= 1912 Allan Cup =

Canadian senior ice hockey championship

The Allan Cup trophy

The 1912 Allan Cup was the Canadian senior ice hockey championship for the 1911–12 season. The final challenge was hosted by the Winnipeg Victorias and Winnipeg, Manitoba. The 1912 playoff marked the 5th time the Allan Cup had a champion.

Claude C. Robinson was named a trustee for the Allan Cup in Western Canada to oversee challenges for the trophy. The Ottawa New Edinburghs announced that the Ontario Hockey Association (OHA) agreed to return the Allan Cup to its trustees, and that the New Edinburghs would travel to Winnipeg to challenge for the cup. Robinson was surprised by the announcement, and had expected to arrange exhibition games between the Winnipeg Victorias and the New Edinburghs. No challenge from the New Edinburghs was approved for 1912, since the Ottawa district playoffs took too long to complete ruling out to travel to Winnipeg.

The Victorias won the 1911–12 Manitoba Hockey League regular season, then defended the Allan Cup in three challenges. The Victorias defeated the Calgary Athletic Club by 11–0 and 8–6 scores in a two-game series, defeated Toronto Eaton's by 8–4 and 16–1 scores in a two-game series, and the Regina Capitals by a 9–3 score in a one-game challenge. In 1942, Robinson described the victory versus Toronto Eaton's as redemption for winning the trophy by default from the OHA.

==First challenge==
The Winnipeg Victorias received a challenge from the Calgary Athletic Club, Alberta champions. Played in Winnipeg, Manitoba.

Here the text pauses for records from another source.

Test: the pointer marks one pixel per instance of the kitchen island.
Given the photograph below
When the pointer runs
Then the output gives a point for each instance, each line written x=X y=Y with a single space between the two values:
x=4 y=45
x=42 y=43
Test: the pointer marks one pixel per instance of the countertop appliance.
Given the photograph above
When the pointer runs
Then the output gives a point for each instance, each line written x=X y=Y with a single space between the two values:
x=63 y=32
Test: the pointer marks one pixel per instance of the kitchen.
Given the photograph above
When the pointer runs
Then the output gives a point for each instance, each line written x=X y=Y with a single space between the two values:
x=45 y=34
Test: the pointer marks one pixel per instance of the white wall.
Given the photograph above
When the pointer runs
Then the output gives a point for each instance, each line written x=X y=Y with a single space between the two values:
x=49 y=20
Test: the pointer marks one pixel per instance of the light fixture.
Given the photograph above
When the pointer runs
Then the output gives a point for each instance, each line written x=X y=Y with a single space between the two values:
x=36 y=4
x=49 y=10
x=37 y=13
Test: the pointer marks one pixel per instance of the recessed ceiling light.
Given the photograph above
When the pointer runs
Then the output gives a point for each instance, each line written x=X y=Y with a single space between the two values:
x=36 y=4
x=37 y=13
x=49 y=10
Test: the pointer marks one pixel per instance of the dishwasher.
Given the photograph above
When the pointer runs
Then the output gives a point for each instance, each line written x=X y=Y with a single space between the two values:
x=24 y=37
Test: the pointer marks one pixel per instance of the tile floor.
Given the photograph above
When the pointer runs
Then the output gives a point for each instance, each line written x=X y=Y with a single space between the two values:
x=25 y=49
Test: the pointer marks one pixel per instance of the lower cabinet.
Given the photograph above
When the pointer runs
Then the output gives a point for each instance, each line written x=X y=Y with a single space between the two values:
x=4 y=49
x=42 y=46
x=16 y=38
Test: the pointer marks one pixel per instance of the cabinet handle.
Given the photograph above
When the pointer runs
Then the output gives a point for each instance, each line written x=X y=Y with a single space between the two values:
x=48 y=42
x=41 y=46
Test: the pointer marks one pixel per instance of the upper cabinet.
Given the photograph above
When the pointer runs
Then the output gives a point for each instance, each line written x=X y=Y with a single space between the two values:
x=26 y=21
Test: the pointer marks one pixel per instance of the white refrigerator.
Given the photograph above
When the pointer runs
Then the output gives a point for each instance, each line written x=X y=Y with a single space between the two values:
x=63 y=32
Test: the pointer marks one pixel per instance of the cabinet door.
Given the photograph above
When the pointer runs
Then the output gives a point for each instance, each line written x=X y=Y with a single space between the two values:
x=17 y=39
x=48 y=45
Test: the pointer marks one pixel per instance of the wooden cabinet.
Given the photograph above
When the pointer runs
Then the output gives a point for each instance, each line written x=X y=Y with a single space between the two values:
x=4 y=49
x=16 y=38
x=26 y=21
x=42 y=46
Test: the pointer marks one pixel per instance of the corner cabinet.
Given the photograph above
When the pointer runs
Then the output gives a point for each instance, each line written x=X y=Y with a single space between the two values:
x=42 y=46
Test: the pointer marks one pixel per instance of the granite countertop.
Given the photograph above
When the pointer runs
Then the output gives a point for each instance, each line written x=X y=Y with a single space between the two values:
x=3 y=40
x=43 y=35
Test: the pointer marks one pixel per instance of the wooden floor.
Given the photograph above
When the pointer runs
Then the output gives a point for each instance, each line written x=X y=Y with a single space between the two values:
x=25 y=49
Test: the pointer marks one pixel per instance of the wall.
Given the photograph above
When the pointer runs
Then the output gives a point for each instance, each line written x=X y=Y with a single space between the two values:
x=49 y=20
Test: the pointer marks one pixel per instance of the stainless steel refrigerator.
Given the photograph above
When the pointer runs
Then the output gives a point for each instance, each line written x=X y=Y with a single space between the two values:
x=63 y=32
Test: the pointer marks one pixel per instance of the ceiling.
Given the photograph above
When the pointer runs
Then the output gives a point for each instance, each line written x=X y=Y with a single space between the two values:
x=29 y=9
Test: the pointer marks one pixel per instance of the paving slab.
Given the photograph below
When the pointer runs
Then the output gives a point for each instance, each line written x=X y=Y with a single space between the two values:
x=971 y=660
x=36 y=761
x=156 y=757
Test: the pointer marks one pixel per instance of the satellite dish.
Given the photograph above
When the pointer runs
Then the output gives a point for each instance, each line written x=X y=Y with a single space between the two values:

- Winnipeg Victorias (Allan Cup holder)
- Calgary Athletic Club (Challenger)

===Results===
Winnipeg Victorias 11 - Calgary Athletic Club 0
Winnipeg Victorias 8 - Calgary Athletic Club 6

Winnipeg Victorias carries the Allan Cup, winning the series 19-goals-to-6.

==Second challenge==
The Winnipeg Victorias received a challenge from the Toronto Eaton's, Ontario champions. Played in Winnipeg, Manitoba.

- Winnipeg Victorias (Allan Cup holder)
- Toronto Eaton's (Challenger)

===Results===
Winnipeg Victorias 8 - Toronto Eatons 4
Winnipeg Victorias 16 - Toronto Eatons 1

Winnipeg Victorias carries the Allan Cup, winning the series 24-goals-to-5.

==Third challenge==
The Winnipeg Victorias received a challenge from the Regina Capitals, Saskatchewan champions. Played in Winnipeg, Manitoba.

- Winnipeg Victorias (Allan Cup holder)
- Regina Capitals (Challenger)

===Results===
Winnipeg Victorias 9 - Regina Capitals 3

Winnipeg Victorias carries the Allan Cup. With no more challengers accepted in time to play, the Victorias win the 1912 Allan Cup.